Moira was terrified and doing her best not to show it.
/> Happy-go-lucky Khalid was sulking, and supergenius Moira was baffled. It was the perfect time to panic.
Zak ran a hand through his still-wet hair. There had to be some kind of explanation. And if there was an explanation, then there had to be a solution. Right?
Right?
“You have to think,” he told Moira. “You have to think harder than you’ve ever thought before, Moira. We have to figure out how to get home.”
She wouldn’t look at him, staring instead at the plaque celebrating the Houston Conflux. “There’s nothing we can do about it right now,” she said, her voice tightly controlled. “So there’s no point in panicking.”
“Don’t you want to go home?”
“Yes,” she said, stiff and emotionless, still staring. “But panicking isn’t going to get me there any sooner.”
Zak clenched his fists. Why did she have to be so infuriatingly rational?
“Well, think, at least!” he barked at her, then went to check on Khalid, who was still staring across the river. Great. One friend was shutting down, and the other was shutting him out.
Khalid spoke quietly, without looking over at him, still staring out at the alien version of Brooklyn. “You think maybe there are versions of us in this world? Living across the river in Brooklyn, no clue that we’re standing here.
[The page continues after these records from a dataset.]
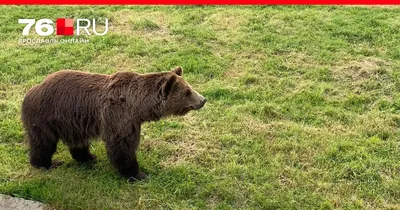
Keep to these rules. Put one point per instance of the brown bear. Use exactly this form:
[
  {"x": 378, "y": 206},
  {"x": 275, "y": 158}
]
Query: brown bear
[{"x": 76, "y": 107}]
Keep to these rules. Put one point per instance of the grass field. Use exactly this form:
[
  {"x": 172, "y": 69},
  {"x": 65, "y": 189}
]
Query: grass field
[{"x": 303, "y": 111}]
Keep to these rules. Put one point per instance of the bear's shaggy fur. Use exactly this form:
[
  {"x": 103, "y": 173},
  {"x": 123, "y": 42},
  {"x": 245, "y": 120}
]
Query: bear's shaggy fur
[{"x": 76, "y": 107}]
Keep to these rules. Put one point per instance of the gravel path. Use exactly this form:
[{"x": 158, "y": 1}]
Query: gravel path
[{"x": 11, "y": 203}]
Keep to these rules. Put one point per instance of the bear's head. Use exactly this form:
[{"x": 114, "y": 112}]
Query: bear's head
[{"x": 179, "y": 96}]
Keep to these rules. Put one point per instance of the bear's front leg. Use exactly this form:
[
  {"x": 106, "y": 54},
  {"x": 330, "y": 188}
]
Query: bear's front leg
[{"x": 122, "y": 154}]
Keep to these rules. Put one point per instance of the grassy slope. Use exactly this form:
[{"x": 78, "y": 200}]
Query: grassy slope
[{"x": 303, "y": 108}]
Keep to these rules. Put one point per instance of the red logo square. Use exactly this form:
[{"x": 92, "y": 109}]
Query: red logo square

Hanging out with their families, just chilling?”
Family … Zak shivered as a breeze found him. The air was warm, but as it blew through his sodden clothing, it chilled him. Family. Tommy. In the shock of their arrival in this other universe, he’d entirely forgotten. This wasn’t just about getting home; it was about family. Family that had left him, family that had lied to him, family that was gone.
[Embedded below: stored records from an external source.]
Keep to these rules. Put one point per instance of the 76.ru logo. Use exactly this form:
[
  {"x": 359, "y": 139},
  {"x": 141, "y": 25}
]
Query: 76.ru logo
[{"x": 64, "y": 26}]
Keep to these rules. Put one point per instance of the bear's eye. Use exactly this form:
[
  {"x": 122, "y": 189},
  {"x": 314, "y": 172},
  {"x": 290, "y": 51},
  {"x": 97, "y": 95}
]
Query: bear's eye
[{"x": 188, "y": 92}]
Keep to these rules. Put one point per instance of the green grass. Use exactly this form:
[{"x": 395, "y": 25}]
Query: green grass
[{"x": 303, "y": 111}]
Tommy? He hurled the thought with all his concentration. Tommy? Can you hear me? Is this what you wanted when you told me to go into the water? Did you want me to come here?
Nothing. No answer.
Just great. As if the situation weren’t bad enough: His best friends wouldn’t look at him or even at each other. He was trapped in another universe. And he couldn’t sense his twin brother.